National Geographic Image Collection
- Company type: Division of the National Geographic Society
- Industry: Stock Images, Image Licensing, Rights Services, Artist Representation and Media Management
- Founded: Washington DC, United States (1888)
- Headquarters: Washington DC, USA
- Key people: Maura Mulvihill (Vice President);

= National Geographic Image Collection =

Stock photography agency

National Geographic Image Collection, a division of the National Geographic Partners, a joint venture between the National Geographic Society and The Walt Disney Company, headquartered in Washington, D.C., United States, was a stock photography agency that managed and licensed one of the world's most comprehensive and unique collections of photographs and original artwork. It maintained a collection of more than 10 million digital images, transparencies, black-and-white prints, early auto chromes, and pieces of original artwork.

In 2002, a portion of the collection was made available online for rights-managed licensing. In 2007, the online presence was reintroduced offering both rights-managed and royalty-free licensing. The site offered over 237,371 still images for licensing (41,559 RF, 195,812 RM).

On 22 December 2020, National Geographic Partners closed National Geographic Image Collection and the websites www.natgeocreative.com, www.nationalgeographicstock.com and natgeoimagecollection.com were terminated.

==Collection overview==
The National Geographic Image Collection is the photographic and illustrations archive of the National Geographic Society. The Image Collection operates as a full-service stock photography agency as well as providing editing, research, and rights clearance services. Sophisticated systems are utilized to track, file, dupe, label, catalog, and research the images used in NGS products.

The permanent collection consists of over 10 million photographs and works of art.
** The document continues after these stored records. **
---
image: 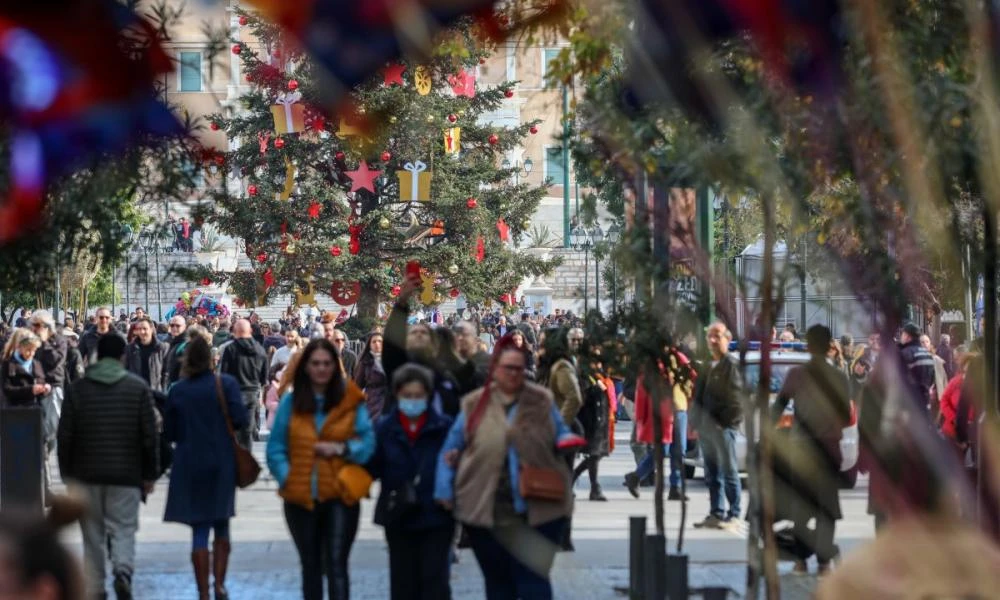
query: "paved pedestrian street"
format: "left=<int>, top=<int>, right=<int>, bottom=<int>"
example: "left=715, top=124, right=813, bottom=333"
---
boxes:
left=53, top=424, right=875, bottom=598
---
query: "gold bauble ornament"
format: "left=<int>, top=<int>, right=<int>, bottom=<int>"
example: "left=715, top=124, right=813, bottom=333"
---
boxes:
left=448, top=264, right=459, bottom=275
left=378, top=216, right=391, bottom=229
left=425, top=114, right=435, bottom=123
left=389, top=115, right=398, bottom=123
left=521, top=218, right=531, bottom=230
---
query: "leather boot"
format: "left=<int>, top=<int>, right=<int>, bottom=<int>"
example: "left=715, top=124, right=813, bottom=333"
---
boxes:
left=212, top=539, right=231, bottom=600
left=191, top=549, right=210, bottom=600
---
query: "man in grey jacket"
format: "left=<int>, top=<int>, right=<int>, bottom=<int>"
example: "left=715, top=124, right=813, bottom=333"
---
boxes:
left=218, top=319, right=268, bottom=448
left=124, top=317, right=169, bottom=393
left=58, top=334, right=159, bottom=600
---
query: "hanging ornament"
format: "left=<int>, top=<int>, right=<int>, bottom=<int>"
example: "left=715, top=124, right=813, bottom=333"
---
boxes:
left=256, top=251, right=267, bottom=263
left=248, top=185, right=258, bottom=197
left=201, top=277, right=212, bottom=286
left=274, top=137, right=285, bottom=149
left=475, top=236, right=485, bottom=263
left=346, top=160, right=382, bottom=193
left=331, top=281, right=361, bottom=305
left=397, top=161, right=432, bottom=201
left=238, top=15, right=248, bottom=26
left=488, top=134, right=499, bottom=145
left=425, top=114, right=435, bottom=123
left=450, top=288, right=461, bottom=299
left=279, top=159, right=295, bottom=201
left=430, top=219, right=445, bottom=236
left=529, top=125, right=538, bottom=135
left=444, top=128, right=461, bottom=155
left=497, top=217, right=510, bottom=242
left=213, top=155, right=225, bottom=167
left=447, top=114, right=458, bottom=123
left=381, top=151, right=392, bottom=162
left=336, top=118, right=363, bottom=138
left=210, top=122, right=220, bottom=131
left=390, top=285, right=402, bottom=298
left=335, top=151, right=346, bottom=161
left=307, top=200, right=321, bottom=219
left=420, top=272, right=436, bottom=305
left=262, top=268, right=274, bottom=290
left=258, top=132, right=271, bottom=155
left=348, top=224, right=362, bottom=255
left=414, top=66, right=432, bottom=95
left=231, top=44, right=242, bottom=55
left=294, top=278, right=316, bottom=306
left=466, top=197, right=478, bottom=209
left=271, top=91, right=305, bottom=134
left=504, top=89, right=514, bottom=98
left=287, top=79, right=299, bottom=91
left=448, top=264, right=459, bottom=275
left=389, top=116, right=398, bottom=124
left=330, top=246, right=342, bottom=257
left=479, top=57, right=487, bottom=65
left=521, top=218, right=532, bottom=230
left=378, top=216, right=391, bottom=229
left=382, top=63, right=406, bottom=86
left=447, top=69, right=476, bottom=98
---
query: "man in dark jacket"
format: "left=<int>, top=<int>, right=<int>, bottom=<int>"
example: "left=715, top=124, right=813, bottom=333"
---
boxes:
left=218, top=319, right=268, bottom=449
left=323, top=321, right=358, bottom=377
left=899, top=322, right=937, bottom=415
left=79, top=307, right=125, bottom=365
left=453, top=321, right=490, bottom=387
left=773, top=325, right=851, bottom=574
left=62, top=329, right=85, bottom=384
left=164, top=315, right=188, bottom=387
left=124, top=317, right=169, bottom=393
left=58, top=333, right=158, bottom=600
left=692, top=321, right=745, bottom=529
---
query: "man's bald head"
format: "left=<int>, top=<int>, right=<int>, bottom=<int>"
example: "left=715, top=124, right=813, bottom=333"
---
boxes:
left=232, top=319, right=252, bottom=338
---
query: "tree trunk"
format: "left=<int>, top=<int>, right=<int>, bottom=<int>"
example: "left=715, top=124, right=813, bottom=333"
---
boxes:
left=356, top=279, right=380, bottom=322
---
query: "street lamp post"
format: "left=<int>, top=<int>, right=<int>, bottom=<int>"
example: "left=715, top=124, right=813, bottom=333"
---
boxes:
left=571, top=225, right=604, bottom=316
left=138, top=230, right=165, bottom=322
left=501, top=157, right=534, bottom=185
left=606, top=223, right=622, bottom=315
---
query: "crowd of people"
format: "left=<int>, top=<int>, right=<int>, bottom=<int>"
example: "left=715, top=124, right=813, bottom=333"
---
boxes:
left=0, top=283, right=987, bottom=599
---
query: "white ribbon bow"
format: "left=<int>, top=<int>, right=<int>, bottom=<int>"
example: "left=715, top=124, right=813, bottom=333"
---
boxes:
left=402, top=161, right=427, bottom=200
left=275, top=91, right=302, bottom=130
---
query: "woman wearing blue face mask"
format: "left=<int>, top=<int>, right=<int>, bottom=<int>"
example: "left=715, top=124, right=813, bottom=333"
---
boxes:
left=368, top=363, right=455, bottom=600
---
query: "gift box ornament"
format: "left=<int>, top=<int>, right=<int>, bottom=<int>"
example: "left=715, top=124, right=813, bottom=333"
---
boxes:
left=397, top=161, right=432, bottom=201
left=444, top=127, right=461, bottom=155
left=271, top=91, right=305, bottom=134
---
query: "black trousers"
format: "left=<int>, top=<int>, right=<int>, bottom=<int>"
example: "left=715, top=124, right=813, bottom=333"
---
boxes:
left=386, top=525, right=455, bottom=600
left=284, top=500, right=360, bottom=600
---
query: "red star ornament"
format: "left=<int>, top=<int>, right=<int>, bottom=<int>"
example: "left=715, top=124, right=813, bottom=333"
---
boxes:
left=346, top=161, right=382, bottom=193
left=308, top=200, right=321, bottom=219
left=496, top=217, right=510, bottom=242
left=383, top=63, right=406, bottom=86
left=448, top=69, right=476, bottom=98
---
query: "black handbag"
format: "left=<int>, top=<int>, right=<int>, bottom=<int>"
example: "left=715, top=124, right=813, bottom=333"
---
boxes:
left=374, top=454, right=427, bottom=528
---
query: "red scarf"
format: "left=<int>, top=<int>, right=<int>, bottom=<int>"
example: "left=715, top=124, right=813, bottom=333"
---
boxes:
left=398, top=412, right=427, bottom=443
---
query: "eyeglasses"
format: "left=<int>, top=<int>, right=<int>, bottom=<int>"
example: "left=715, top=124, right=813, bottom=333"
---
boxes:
left=498, top=364, right=525, bottom=372
left=169, top=324, right=183, bottom=328
left=333, top=337, right=346, bottom=342
left=97, top=316, right=111, bottom=320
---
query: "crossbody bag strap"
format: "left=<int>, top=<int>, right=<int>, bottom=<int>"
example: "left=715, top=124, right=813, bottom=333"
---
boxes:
left=214, top=375, right=237, bottom=439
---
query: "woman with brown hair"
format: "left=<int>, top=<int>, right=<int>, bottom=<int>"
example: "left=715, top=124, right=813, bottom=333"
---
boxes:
left=434, top=334, right=583, bottom=600
left=1, top=328, right=49, bottom=406
left=266, top=338, right=375, bottom=600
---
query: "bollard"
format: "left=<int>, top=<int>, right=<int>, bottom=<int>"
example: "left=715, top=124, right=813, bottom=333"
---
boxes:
left=629, top=516, right=647, bottom=599
left=665, top=553, right=688, bottom=600
left=643, top=534, right=666, bottom=600
left=0, top=407, right=44, bottom=514
left=700, top=587, right=730, bottom=600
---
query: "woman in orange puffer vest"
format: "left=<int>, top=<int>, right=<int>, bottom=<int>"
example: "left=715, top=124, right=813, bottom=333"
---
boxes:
left=266, top=338, right=376, bottom=600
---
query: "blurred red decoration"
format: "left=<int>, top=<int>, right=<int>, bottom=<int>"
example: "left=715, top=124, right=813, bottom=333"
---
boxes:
left=382, top=63, right=406, bottom=87
left=247, top=185, right=258, bottom=196
left=380, top=151, right=392, bottom=162
left=263, top=268, right=274, bottom=289
left=274, top=138, right=285, bottom=149
left=449, top=288, right=460, bottom=299
left=479, top=57, right=487, bottom=65
left=214, top=155, right=225, bottom=166
left=201, top=277, right=212, bottom=286
left=231, top=44, right=242, bottom=55
left=466, top=197, right=477, bottom=209
left=448, top=69, right=476, bottom=98
left=256, top=252, right=267, bottom=263
left=391, top=285, right=401, bottom=297
left=504, top=89, right=514, bottom=98
left=330, top=246, right=342, bottom=257
left=348, top=224, right=362, bottom=255
left=496, top=217, right=510, bottom=241
left=331, top=282, right=361, bottom=305
left=448, top=114, right=458, bottom=123
left=529, top=125, right=538, bottom=134
left=287, top=79, right=299, bottom=91
left=210, top=122, right=220, bottom=131
left=335, top=151, right=346, bottom=161
left=475, top=236, right=485, bottom=262
left=239, top=15, right=249, bottom=26
left=307, top=200, right=321, bottom=219
left=488, top=134, right=499, bottom=145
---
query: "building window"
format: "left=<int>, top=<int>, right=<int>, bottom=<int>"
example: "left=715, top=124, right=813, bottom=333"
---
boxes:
left=179, top=51, right=202, bottom=92
left=544, top=146, right=566, bottom=184
left=542, top=48, right=560, bottom=88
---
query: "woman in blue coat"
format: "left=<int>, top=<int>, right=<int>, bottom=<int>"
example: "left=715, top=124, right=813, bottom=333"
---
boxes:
left=164, top=330, right=248, bottom=600
left=368, top=363, right=455, bottom=600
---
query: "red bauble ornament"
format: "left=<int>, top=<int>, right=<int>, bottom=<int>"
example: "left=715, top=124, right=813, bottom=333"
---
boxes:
left=256, top=252, right=267, bottom=263
left=466, top=197, right=478, bottom=209
left=214, top=155, right=225, bottom=166
left=247, top=185, right=258, bottom=196
left=448, top=114, right=458, bottom=123
left=391, top=285, right=402, bottom=297
left=488, top=134, right=499, bottom=145
left=231, top=44, right=242, bottom=55
left=449, top=288, right=460, bottom=299
left=274, top=138, right=285, bottom=149
left=210, top=122, right=220, bottom=131
left=504, top=89, right=514, bottom=98
left=287, top=79, right=299, bottom=91
left=200, top=277, right=212, bottom=286
left=529, top=125, right=538, bottom=135
left=380, top=151, right=392, bottom=162
left=335, top=151, right=346, bottom=161
left=479, top=57, right=487, bottom=65
left=330, top=246, right=342, bottom=257
left=238, top=15, right=248, bottom=26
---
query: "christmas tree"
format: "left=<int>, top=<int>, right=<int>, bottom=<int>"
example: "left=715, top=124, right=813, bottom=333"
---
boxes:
left=195, top=13, right=550, bottom=321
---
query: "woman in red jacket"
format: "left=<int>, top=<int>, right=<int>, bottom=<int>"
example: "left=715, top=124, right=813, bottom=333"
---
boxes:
left=939, top=353, right=975, bottom=452
left=622, top=368, right=674, bottom=498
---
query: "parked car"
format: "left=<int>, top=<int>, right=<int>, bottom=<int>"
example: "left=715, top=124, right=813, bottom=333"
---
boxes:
left=684, top=343, right=860, bottom=488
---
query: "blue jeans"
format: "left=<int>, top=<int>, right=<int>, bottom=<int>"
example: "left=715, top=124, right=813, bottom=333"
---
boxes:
left=191, top=520, right=230, bottom=550
left=634, top=411, right=688, bottom=488
left=701, top=424, right=742, bottom=519
left=466, top=518, right=566, bottom=600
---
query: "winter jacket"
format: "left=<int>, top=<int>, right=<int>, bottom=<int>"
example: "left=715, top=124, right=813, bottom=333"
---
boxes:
left=899, top=339, right=936, bottom=412
left=693, top=353, right=745, bottom=429
left=36, top=335, right=67, bottom=389
left=634, top=373, right=675, bottom=445
left=124, top=339, right=170, bottom=392
left=545, top=358, right=583, bottom=427
left=939, top=374, right=969, bottom=441
left=578, top=375, right=612, bottom=455
left=218, top=338, right=269, bottom=392
left=78, top=329, right=126, bottom=366
left=774, top=357, right=851, bottom=443
left=354, top=354, right=388, bottom=421
left=164, top=372, right=248, bottom=524
left=383, top=303, right=462, bottom=417
left=164, top=335, right=187, bottom=387
left=368, top=409, right=455, bottom=532
left=57, top=358, right=159, bottom=488
left=340, top=348, right=358, bottom=380
left=1, top=355, right=45, bottom=407
left=64, top=345, right=84, bottom=384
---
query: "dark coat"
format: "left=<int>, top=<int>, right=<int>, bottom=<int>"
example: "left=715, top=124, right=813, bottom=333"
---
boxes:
left=1, top=357, right=45, bottom=407
left=578, top=377, right=611, bottom=456
left=78, top=329, right=126, bottom=366
left=124, top=339, right=170, bottom=392
left=57, top=363, right=159, bottom=487
left=354, top=355, right=388, bottom=421
left=164, top=334, right=187, bottom=387
left=341, top=348, right=358, bottom=380
left=163, top=372, right=248, bottom=525
left=218, top=338, right=268, bottom=392
left=64, top=345, right=84, bottom=384
left=692, top=353, right=745, bottom=429
left=368, top=409, right=455, bottom=532
left=36, top=335, right=67, bottom=388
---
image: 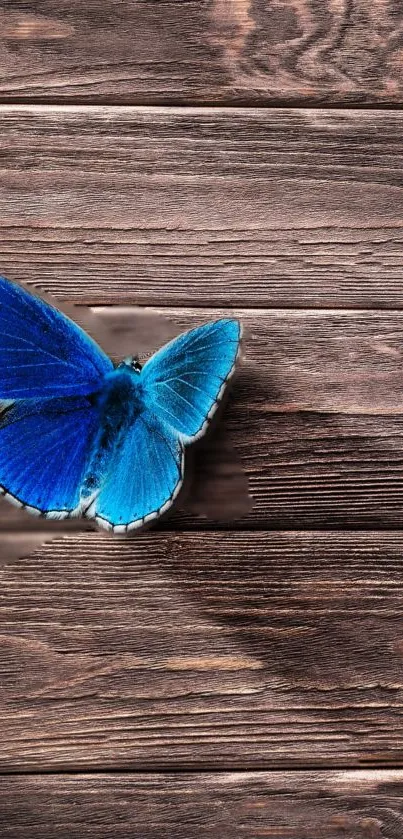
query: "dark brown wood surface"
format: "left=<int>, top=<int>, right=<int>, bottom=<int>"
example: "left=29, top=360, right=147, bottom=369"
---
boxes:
left=2, top=0, right=403, bottom=827
left=1, top=771, right=403, bottom=839
left=2, top=107, right=403, bottom=308
left=0, top=2, right=403, bottom=106
left=3, top=531, right=403, bottom=771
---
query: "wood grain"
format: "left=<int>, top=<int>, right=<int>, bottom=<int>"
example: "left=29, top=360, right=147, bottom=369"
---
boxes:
left=4, top=306, right=403, bottom=531
left=0, top=2, right=403, bottom=105
left=3, top=531, right=403, bottom=770
left=2, top=107, right=403, bottom=307
left=2, top=0, right=403, bottom=819
left=1, top=771, right=403, bottom=838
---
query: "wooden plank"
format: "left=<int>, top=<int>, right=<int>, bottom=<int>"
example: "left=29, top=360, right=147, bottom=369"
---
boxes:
left=3, top=306, right=403, bottom=531
left=3, top=531, right=403, bottom=770
left=0, top=2, right=402, bottom=106
left=2, top=106, right=403, bottom=308
left=1, top=771, right=403, bottom=838
left=4, top=410, right=403, bottom=531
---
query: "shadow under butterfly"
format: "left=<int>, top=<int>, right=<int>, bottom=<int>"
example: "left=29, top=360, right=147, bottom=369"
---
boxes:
left=0, top=276, right=251, bottom=548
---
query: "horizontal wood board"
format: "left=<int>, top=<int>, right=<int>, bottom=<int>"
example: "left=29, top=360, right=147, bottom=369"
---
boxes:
left=3, top=531, right=403, bottom=770
left=2, top=306, right=403, bottom=530
left=0, top=2, right=402, bottom=106
left=1, top=771, right=403, bottom=838
left=2, top=107, right=403, bottom=307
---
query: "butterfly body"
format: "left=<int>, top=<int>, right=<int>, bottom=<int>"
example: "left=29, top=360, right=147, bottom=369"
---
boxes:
left=80, top=365, right=145, bottom=502
left=0, top=276, right=241, bottom=533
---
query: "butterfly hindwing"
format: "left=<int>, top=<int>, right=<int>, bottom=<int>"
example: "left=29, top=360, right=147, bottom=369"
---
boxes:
left=0, top=276, right=113, bottom=399
left=90, top=409, right=184, bottom=533
left=141, top=318, right=241, bottom=441
left=0, top=397, right=99, bottom=517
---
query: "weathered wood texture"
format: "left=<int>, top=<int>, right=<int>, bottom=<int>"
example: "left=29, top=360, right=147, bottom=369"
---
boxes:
left=2, top=0, right=403, bottom=829
left=0, top=2, right=402, bottom=106
left=2, top=107, right=403, bottom=308
left=3, top=307, right=403, bottom=531
left=1, top=771, right=403, bottom=839
left=3, top=531, right=403, bottom=770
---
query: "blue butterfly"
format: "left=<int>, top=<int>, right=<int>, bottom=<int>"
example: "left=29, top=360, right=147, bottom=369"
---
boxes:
left=0, top=277, right=241, bottom=533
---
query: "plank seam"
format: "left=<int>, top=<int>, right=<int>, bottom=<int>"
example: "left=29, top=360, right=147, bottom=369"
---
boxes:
left=0, top=98, right=402, bottom=111
left=3, top=764, right=403, bottom=776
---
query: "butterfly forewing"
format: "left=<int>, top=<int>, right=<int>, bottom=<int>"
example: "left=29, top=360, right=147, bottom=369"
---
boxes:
left=141, top=319, right=241, bottom=441
left=0, top=276, right=112, bottom=399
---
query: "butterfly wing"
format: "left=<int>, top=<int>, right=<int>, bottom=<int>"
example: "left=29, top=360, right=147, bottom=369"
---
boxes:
left=90, top=409, right=184, bottom=533
left=0, top=397, right=99, bottom=518
left=141, top=319, right=241, bottom=441
left=0, top=276, right=113, bottom=399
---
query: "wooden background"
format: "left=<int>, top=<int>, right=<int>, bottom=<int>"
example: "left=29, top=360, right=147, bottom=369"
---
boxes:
left=2, top=2, right=403, bottom=836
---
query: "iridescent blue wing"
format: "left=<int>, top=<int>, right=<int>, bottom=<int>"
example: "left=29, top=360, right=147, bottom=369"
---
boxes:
left=89, top=409, right=184, bottom=533
left=0, top=276, right=113, bottom=398
left=141, top=319, right=241, bottom=441
left=0, top=397, right=99, bottom=518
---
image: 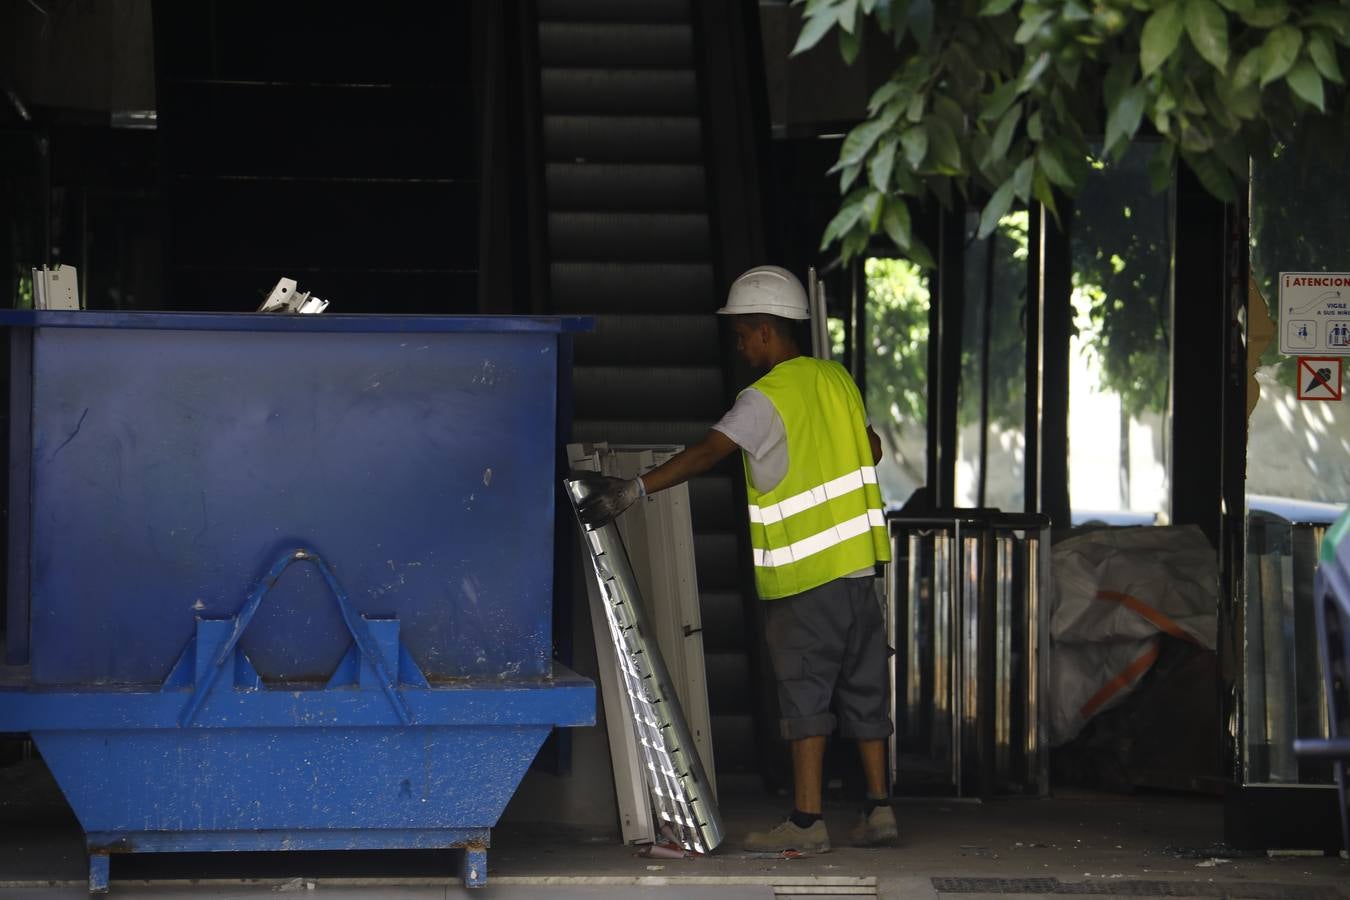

This includes 300,000 published images, 1 million file selects, and 300,000 staff rolls (9 million images). At any given time there are also 50–60,000 non-staff rolls (2 million images) in transit among Film Review, the Image Collection, and return to photographers.

Images become part of the collection if they are
- Published in a Society product
- Chosen as a file select or out-take from a National Geographic assignment
- Submitted to Image Sales as stock photography (stock-only images).
Selected images are available online through their e-commerce site: www.nationalgeographicstock.com

===Archives on public display===
On September 17, 2009 the National Geographic Image Collection opened its first exhibition of vintage National Geographic images at the Steven Kasher Gallery in Chelsea, New York. 150 vintage prints, many of which were never published in National Geographic Magazine, from a dozen photographers, were on display. The images, which make up a collective portrait of the Society's early years, are stored in a 2000 sqft windowless, climate-controlled, underground archive with roots reaching back more than a century.

The National Geographic Image Collection archive also includes glass-plate negatives and auto chromes, the earliest examples of color photography. In a walk-in refrigerated vault near the main archive room, the Image Collection stores hundreds of thousands of 35mm color transparencies and negatives, and it is now storing hundreds of thousands more digital images on hard drives.

===National Geographic: The Image Collection Book===
On October 2, 2009 the National Geographic Image Collection released the largest single volume of world-renowned National Geographic photographs published by the organization. The 500-page National Geographic Image Collection showcases 120 years of world history, natural history and culture chronicled and preserved in the Society's unique archive of more than 11.5 million images. The work of 204 photographers includes approximately 400 color and black-and-white images that are presented and divided into four themes: Exploration, Wildlife, People & Culture, and Science & Climate Change. A behind-the-scenes profile of the entire Image Collection, including auto chromes, glass color transparencies, black-and-white prints, color transparencies and digital media is also covered in the book.

==Agency overview==
The National Geographic Image Collection represents hundreds of National Geographic photographers, writers, and artists. It acts as the photographers representative to market, license, and promote commercial and editorial assignment work. The National Geographic Image Collection generates ancillary income for the photographers, illustrators, and/or writers and collects a commission on all sales.

The National Geographic Image Collection represents photographers, artists, and writers who have signed a contract allowing the National Geographic Image Collection to act as their agent, or whose material was created while they were on staff at NGS. The National Geographic Society does not solicit images from photographers. Most photographic work is assigned by editors to staff and freelance photographers with years of experience in photojournalism.

Clients include in-house NGS users and outside clients requiring images for a variety of editorial and commercial uses. Sales executives and researchers provide research, dupes or digital files, clear rights, and pay photographers.